Rom - Dem Unglückskapitän der „Costa Concordia“ war klar, dass seine Karriere mit dem Schiffbruch zu Ende ging. Dennoch scheint er die Verantwortung der Reederei zu geben. Diese weist das erneut zurück.

„Was habe ich angestellt. Ich habe meine Karriere als Kommandant beendet“ - mit diesen Worten soll Kapitän Francesco Schettino die Havarie der „Costa Concordia“ in der Unglücknacht im Januar kommentiert haben. Die italienische Zeitung „La Stampa“ gab diese Zitate am Donnerstag aus noch nicht offiziell veröffentlichten Analysen des Datenschreibers wieder. Die Auswertung der Black Box ergab laut dem Turiner Blatt auch, dass der Kapitän dem für Notfälle zuständigen Manager der Reederei eingestanden habe, vor der Insel Giglio „einen Schlamassel angerichtet“ zu haben.

„Wir sind auf eine Untiefe geprallt, das Schiff hat sich geneigt, ich mache aber gerade ein gutes Manöver, ... alles unter Kontrolle“ – so wird Schettino aus einem Gespräch mit seiner Frau Fabiola zitiert, während das Kreuzfahrtschiff evakuiert wurde. Zuvor habe er dem Manager wiederholt gesagt, das Schiff gehe nicht unter: „Wir müssen einen Schlepper rufen, der uns wegbringt.“ Schettino betont, dass er aufgefordert worden sei, nahe an die toskanische Insel heranzufahren.

Die Reederei dementierte jedoch erneut, von der Fahrtroute gewusst zu haben, bei der Planung trage der Kapitän allein die Verantwortung. Schettino habe eigenständig kurz vor der Havarie den Kurs geändert.
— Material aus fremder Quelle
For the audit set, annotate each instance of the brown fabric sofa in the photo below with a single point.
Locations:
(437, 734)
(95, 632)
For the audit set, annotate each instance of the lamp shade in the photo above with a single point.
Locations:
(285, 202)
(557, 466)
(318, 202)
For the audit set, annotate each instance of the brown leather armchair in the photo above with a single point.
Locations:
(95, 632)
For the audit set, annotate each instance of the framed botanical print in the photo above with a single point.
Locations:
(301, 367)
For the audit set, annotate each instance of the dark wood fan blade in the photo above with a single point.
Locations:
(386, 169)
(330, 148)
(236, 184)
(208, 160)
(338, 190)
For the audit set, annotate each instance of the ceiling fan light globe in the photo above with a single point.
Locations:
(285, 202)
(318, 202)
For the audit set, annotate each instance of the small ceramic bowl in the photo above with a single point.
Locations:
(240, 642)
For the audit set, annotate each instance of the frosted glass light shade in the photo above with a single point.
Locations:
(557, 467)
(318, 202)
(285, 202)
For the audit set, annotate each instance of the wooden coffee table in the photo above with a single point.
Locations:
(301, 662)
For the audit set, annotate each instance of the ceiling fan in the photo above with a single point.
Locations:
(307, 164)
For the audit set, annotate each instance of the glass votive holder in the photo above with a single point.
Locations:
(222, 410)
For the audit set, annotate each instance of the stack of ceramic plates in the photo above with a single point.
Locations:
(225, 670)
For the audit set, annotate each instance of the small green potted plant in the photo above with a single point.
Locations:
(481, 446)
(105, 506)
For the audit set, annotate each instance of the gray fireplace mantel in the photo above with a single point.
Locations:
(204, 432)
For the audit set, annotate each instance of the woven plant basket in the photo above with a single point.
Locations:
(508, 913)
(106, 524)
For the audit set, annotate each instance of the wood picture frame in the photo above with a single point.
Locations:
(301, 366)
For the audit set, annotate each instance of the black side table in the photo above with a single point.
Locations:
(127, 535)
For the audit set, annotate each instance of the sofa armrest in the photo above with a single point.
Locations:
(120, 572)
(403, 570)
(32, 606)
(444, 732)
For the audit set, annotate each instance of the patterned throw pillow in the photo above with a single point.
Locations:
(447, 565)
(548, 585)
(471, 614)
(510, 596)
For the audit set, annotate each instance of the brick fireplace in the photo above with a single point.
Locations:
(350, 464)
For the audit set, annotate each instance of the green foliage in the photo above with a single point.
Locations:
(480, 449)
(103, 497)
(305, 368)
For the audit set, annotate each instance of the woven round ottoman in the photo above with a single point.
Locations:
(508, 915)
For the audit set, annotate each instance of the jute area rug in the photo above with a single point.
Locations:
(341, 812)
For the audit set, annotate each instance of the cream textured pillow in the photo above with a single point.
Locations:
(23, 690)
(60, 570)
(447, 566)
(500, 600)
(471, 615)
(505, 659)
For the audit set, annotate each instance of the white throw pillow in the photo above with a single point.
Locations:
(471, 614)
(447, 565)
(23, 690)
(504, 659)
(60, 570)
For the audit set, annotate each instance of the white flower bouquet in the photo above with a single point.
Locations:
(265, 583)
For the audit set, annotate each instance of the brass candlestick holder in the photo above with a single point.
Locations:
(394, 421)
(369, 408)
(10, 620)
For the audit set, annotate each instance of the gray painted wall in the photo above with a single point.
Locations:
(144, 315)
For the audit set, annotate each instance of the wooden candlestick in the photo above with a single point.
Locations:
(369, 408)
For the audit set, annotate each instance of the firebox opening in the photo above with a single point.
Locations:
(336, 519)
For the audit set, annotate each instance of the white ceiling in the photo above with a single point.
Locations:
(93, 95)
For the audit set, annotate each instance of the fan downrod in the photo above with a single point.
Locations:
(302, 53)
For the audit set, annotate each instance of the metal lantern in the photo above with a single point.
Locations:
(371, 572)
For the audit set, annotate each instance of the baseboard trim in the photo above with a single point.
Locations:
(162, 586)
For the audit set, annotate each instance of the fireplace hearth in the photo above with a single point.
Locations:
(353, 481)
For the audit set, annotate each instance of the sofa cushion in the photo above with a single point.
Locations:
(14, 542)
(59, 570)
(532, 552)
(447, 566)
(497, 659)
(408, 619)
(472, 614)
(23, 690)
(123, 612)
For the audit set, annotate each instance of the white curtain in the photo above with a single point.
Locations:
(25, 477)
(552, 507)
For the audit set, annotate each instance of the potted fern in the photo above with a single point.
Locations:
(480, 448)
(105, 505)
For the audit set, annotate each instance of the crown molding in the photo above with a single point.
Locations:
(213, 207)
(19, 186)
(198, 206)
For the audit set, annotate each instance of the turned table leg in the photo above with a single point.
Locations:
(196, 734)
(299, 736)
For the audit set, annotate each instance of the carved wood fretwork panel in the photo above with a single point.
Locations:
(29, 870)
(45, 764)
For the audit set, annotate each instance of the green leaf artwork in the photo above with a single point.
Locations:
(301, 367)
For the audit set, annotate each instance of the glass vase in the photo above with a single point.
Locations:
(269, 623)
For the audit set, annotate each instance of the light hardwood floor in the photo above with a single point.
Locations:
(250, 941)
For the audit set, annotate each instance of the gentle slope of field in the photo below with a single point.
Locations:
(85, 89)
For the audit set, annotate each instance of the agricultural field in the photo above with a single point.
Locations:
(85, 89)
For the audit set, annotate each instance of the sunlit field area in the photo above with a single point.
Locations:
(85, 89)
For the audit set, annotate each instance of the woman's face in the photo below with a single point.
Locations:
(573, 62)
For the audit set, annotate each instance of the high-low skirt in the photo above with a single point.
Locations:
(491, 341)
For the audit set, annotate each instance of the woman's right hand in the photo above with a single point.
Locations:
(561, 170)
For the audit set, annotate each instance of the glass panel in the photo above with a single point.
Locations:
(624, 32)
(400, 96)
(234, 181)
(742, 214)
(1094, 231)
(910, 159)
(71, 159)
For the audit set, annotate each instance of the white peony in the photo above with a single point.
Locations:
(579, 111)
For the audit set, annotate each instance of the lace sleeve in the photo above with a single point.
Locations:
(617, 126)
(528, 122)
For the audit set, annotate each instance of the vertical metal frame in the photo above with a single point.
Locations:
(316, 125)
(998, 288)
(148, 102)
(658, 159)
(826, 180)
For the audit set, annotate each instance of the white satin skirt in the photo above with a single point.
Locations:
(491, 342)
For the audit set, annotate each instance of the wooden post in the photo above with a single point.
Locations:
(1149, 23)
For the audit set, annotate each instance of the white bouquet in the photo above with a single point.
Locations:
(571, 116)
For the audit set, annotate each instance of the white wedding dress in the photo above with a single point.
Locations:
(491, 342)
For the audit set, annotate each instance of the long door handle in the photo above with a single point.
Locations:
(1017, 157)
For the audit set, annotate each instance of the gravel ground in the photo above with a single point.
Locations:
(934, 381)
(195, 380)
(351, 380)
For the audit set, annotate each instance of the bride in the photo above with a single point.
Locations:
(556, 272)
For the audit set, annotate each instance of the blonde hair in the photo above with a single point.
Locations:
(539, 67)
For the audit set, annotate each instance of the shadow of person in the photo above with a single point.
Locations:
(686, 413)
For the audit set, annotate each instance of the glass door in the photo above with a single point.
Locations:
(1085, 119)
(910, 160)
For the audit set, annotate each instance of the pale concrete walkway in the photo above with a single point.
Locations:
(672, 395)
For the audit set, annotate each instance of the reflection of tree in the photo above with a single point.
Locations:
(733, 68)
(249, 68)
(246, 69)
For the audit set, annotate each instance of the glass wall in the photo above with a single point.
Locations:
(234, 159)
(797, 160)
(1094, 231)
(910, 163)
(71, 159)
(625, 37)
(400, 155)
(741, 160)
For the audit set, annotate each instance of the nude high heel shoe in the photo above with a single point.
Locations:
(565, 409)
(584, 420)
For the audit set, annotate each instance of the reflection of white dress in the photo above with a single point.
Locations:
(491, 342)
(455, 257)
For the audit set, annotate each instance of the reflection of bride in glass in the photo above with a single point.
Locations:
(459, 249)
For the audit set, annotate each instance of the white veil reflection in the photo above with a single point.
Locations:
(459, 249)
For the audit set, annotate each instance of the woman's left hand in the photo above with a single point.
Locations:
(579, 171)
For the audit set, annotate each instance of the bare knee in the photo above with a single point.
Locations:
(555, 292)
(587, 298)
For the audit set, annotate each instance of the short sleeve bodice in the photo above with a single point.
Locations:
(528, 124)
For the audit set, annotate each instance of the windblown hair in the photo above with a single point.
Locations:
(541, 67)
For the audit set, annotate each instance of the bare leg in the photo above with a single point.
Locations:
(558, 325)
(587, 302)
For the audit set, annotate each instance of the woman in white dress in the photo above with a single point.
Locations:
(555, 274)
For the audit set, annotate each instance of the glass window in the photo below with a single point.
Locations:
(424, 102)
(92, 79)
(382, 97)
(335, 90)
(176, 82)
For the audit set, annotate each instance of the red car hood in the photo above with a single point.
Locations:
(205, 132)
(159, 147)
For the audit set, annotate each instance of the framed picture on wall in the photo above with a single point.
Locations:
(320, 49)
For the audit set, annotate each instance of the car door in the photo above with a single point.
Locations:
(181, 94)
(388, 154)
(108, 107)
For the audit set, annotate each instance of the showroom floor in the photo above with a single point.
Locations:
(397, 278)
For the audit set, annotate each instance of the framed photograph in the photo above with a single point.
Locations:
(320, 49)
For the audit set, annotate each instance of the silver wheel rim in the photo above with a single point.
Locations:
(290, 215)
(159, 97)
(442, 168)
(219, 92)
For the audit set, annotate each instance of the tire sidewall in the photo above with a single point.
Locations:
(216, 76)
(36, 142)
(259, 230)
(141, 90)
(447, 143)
Was die Analysen des Bordschreibers den Ermittlern sagen, sollte am 15. Oktober bei einem Beweissicherungstermin offiziell mitgeteilt werden. Dem Kapitän wird unter anderem Havarie und Verlassen des Schiffes noch während der Evakuierung zur Last gelegt. Das Schiff war zu nahe an die Insel herangefahren, hatte einen Felsen gerammt und war dann mit 4200 Passagieren und Crew-Mitgliedern an Bord gekentert. 32 Menschen starben, unter ihnen 12 Deutsche.

Gegen mehrere Offiziere und Vertreter der Reederei wird ermittelt. Der 290-Meter-Koloss wird gegenwärtig darauf vorbereitet, bis 2013 abgeschleppt zu werden.